I’ve built something similar, although my tool can pull its data from any service that supports tile indexing via the Web Mercator Transform (e.g. Google Maps, OSM, basically every online mapping service):
Its original purpose is the creation of Twitter bots like the ones liked below, but it works well for grabbing detailed satellite maps of arbitrary areas.
And the images are generated in your system with the data from a public source.
Not sure who owns the copyright to them. ^^
On 18.04, it can't find the correct openvc
On 19.04, same things
On 20.04, the repo doesn't include config for 20.04
Would love to try it, but ...
However, here's a hint: try to install a minimal ubuntu server on a VM and install/run your package.
You'll quickly discover the real transitive dependency set of your software.
I've recently discovered pretty cool telnet server. Map in telnet: telnet mapscii.me
At first I couldn't figure out how to zoom in. I pressed all they keys. Then I accidentally moved the mouse over the window and it zoomed in.
So my first thought was, "how the heck do they capture the mouse in the terminal!".
Then I exited out of it by killing telnet, and noticed that my terminal was still capturing my mouse input! Just moving the mouse over the terminal put ASCII codes on the command line.
What is this sorcery?
Definition of felicette
You can use it like this:
docker run -it -v "$PWD"/felicette-data:/root/felicette-data milhouse1337/felicette felicette -l "Montreal"
Take quite some time to install. And some images are great like
`felicette -l "New York"
Some totally blank (real time and dark)
felicette -l "Hong Kong"
Some not sure as a bit random like those of Three Gorges Dam using
felicette -c 109.5568 31.0390
felicette -c 111.003761 30.823748
felicette -c 110.25 30.95
One has coloured and the other not sure.
I guess this is part of being satellite images?
I'm checking on this, thanks for reporting this. Meanwhile, could you please raise this as an issue on the repository?
- Allow farbfeld output (to stdout)
- Allow specifying your own assignment of bands
- Allow to skip the colour adjustment if you want to do that separately
- Ensure it works correctly with a non-Unicode locale
Points 2, 3 are in the to-do list.
Will definitely add 1, 4.
And thanks for checking it out!
Preferably on the phone/tablet.
Works quite well.
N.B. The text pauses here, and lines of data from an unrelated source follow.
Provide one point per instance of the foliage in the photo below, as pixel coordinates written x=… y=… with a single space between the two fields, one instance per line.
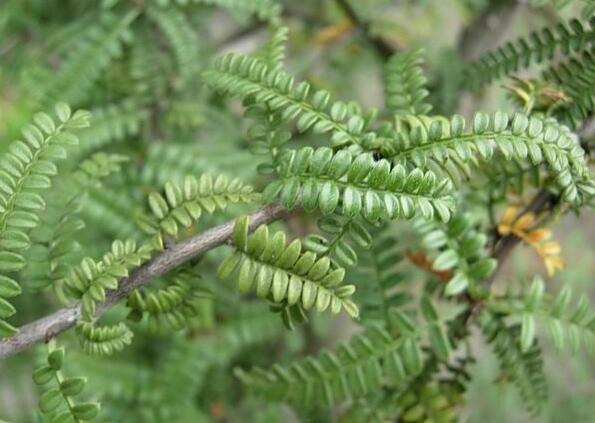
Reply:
x=233 y=170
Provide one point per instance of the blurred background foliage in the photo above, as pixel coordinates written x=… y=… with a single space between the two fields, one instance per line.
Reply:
x=142 y=83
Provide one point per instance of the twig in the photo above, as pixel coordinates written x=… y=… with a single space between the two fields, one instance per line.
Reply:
x=384 y=49
x=63 y=319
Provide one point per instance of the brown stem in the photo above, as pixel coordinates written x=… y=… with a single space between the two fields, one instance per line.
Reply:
x=49 y=326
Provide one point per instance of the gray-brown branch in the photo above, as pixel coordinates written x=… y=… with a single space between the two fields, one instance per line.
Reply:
x=172 y=257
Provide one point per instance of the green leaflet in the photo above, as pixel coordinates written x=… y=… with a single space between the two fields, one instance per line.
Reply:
x=368 y=362
x=382 y=277
x=446 y=147
x=56 y=236
x=57 y=403
x=405 y=84
x=524 y=369
x=335 y=245
x=180 y=36
x=172 y=307
x=568 y=325
x=26 y=169
x=460 y=249
x=285 y=274
x=248 y=77
x=319 y=179
x=183 y=204
x=103 y=340
x=539 y=46
x=90 y=280
x=576 y=78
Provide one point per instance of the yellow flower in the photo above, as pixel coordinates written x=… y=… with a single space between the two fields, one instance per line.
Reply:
x=539 y=235
x=538 y=238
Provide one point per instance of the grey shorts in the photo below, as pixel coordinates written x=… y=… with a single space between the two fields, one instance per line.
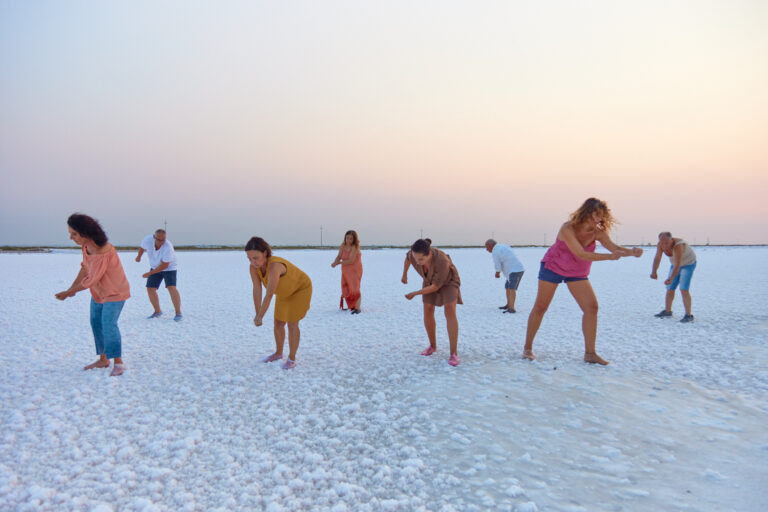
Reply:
x=513 y=281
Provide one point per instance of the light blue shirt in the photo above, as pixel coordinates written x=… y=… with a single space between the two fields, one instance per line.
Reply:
x=504 y=260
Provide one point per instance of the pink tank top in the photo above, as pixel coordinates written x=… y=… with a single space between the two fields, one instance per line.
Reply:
x=561 y=260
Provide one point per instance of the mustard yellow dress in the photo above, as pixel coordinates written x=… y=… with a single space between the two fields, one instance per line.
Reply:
x=293 y=294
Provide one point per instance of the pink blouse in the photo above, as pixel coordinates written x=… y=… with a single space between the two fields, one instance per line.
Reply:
x=105 y=277
x=561 y=260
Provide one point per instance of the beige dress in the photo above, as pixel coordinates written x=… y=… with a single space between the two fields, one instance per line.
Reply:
x=443 y=274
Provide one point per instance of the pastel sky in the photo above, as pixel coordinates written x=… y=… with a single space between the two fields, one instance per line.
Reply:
x=464 y=119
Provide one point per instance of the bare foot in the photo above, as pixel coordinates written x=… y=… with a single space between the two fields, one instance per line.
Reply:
x=98 y=364
x=592 y=357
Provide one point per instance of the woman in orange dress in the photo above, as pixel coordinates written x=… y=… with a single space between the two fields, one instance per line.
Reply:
x=351 y=271
x=102 y=273
x=292 y=289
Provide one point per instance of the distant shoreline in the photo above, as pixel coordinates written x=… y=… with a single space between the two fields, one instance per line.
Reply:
x=190 y=248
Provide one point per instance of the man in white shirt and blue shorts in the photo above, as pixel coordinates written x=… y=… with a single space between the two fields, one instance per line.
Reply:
x=162 y=264
x=505 y=261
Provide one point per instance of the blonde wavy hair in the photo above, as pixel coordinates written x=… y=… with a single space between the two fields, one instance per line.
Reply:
x=591 y=206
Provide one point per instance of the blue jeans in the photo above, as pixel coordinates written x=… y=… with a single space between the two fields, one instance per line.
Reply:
x=106 y=335
x=683 y=277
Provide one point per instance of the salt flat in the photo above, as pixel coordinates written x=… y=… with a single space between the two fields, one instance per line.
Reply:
x=197 y=422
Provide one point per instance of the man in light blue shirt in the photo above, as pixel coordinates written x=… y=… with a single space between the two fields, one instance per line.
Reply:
x=505 y=261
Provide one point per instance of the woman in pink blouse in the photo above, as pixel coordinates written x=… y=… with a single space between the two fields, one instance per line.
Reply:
x=102 y=273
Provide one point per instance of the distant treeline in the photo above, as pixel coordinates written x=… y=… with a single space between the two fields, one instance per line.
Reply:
x=49 y=248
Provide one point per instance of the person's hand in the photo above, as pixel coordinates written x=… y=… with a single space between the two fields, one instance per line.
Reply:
x=65 y=294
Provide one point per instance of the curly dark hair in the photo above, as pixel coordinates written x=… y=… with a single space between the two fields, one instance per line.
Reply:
x=88 y=227
x=257 y=243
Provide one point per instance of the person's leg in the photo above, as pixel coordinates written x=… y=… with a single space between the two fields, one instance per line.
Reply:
x=668 y=300
x=175 y=298
x=452 y=323
x=510 y=299
x=686 y=274
x=430 y=324
x=585 y=297
x=154 y=299
x=279 y=329
x=112 y=338
x=540 y=306
x=98 y=337
x=294 y=334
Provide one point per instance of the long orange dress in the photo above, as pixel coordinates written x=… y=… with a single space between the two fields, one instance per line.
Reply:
x=351 y=275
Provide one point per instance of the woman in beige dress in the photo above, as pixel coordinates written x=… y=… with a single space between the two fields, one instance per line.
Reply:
x=439 y=288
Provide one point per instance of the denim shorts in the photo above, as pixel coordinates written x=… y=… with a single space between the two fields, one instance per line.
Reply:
x=154 y=280
x=683 y=277
x=513 y=281
x=553 y=277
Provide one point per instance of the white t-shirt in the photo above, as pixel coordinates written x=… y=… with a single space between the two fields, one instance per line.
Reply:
x=158 y=256
x=505 y=260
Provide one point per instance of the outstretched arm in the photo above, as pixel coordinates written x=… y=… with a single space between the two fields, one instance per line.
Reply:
x=337 y=261
x=273 y=278
x=677 y=258
x=76 y=286
x=157 y=269
x=609 y=244
x=568 y=235
x=424 y=291
x=406 y=266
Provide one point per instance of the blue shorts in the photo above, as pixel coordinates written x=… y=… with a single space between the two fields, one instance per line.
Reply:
x=553 y=277
x=683 y=277
x=154 y=280
x=513 y=281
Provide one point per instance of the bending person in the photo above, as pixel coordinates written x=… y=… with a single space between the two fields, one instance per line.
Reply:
x=162 y=266
x=292 y=289
x=440 y=288
x=569 y=261
x=350 y=259
x=683 y=263
x=102 y=273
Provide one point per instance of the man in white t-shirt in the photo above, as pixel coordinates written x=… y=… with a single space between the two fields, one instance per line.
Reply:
x=162 y=264
x=504 y=260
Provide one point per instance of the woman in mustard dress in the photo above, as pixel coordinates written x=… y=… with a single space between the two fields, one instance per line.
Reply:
x=351 y=271
x=292 y=289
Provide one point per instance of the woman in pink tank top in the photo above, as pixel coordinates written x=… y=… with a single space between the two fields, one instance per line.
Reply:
x=569 y=261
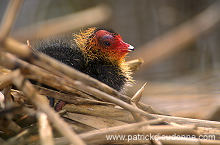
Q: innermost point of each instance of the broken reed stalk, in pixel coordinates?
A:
(97, 133)
(31, 93)
(134, 101)
(178, 37)
(45, 130)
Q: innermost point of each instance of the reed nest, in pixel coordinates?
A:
(95, 113)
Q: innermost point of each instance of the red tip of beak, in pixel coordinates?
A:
(130, 48)
(127, 47)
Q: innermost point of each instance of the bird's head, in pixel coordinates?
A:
(100, 43)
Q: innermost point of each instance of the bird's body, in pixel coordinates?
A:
(96, 52)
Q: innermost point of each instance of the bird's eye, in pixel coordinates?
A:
(106, 43)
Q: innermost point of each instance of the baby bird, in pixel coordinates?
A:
(100, 53)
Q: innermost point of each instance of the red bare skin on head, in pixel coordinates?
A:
(111, 44)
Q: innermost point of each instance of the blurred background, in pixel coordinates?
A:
(183, 83)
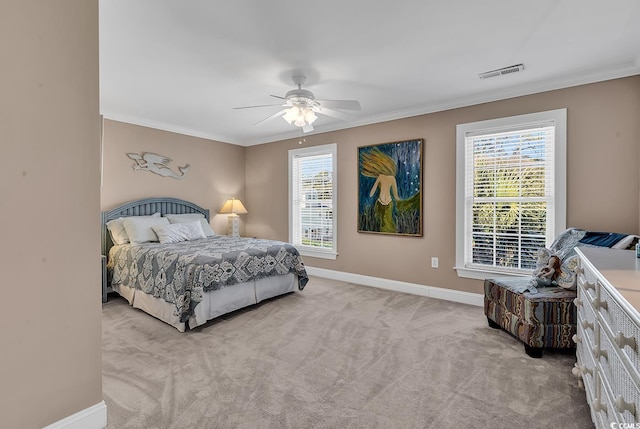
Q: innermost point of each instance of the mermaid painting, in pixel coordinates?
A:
(390, 199)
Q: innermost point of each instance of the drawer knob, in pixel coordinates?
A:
(585, 370)
(622, 406)
(587, 325)
(598, 353)
(623, 341)
(598, 405)
(597, 304)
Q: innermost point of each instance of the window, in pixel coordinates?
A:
(510, 192)
(312, 200)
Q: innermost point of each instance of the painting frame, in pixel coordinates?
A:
(390, 186)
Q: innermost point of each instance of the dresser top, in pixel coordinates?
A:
(620, 268)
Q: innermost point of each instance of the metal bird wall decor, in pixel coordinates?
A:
(157, 164)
Input images must have geo data in the exif metadata like longitude, latitude, FOV, camera pitch (most drones e.g. Autel and DJI drones will include this). You need to set it up on a server, then it's a web app which you could access from a phone/tablet but it involves uploading the images so it probably won't work well like that.
But I'm sure you're aware of https://qgis.org/en/site/. Some of my friends used this to analyze vegetation using drone imagery.
> TL;DR: Generate JPEG earth imagery from a location's name/coordinates
It downloads imagery. At first I thought this was a project to simulate satellite imagery from OSM data or something.
> This tool is for a sentient being who wants to view high-res satellite imagery of earth
Landsat is what 30 meters-per-pixel? That's not high-resolution.
Will update the README, thanks for pointing it out.
> Landsat is what 30 meters-per-pixel? That's not high-resolution.
With the panchromatic band, we can get 15m resolution. But you're right with the fact that one can get images with better resolution on any commercial platforms.
But even OpenMapTiles renders at 15m, I feel. Still have to look into some docs though, I'm curious.
But even at it's full potential, Landsat 8 gives a temporal resolution of 14 days for a location, iirc.
So released with Landsat 8 first, and I think sentinel 2 has better resolution, up to 10m, if I am not wrong. So it'd be a lot better if Sentinel 2 integration were in-place.
It supports sentinel 1/2/5p, landsat 8 and a few other satellites if you have the required API access identifiers. The idea is to fetch data not from buckets but from the actual sources, so the underlying philosophy is a bit different.
"The satellite has a 16-day repeat cycle with an equatorial crossing time: 10:00 a.m. +/- 15 minutes." from USGS website.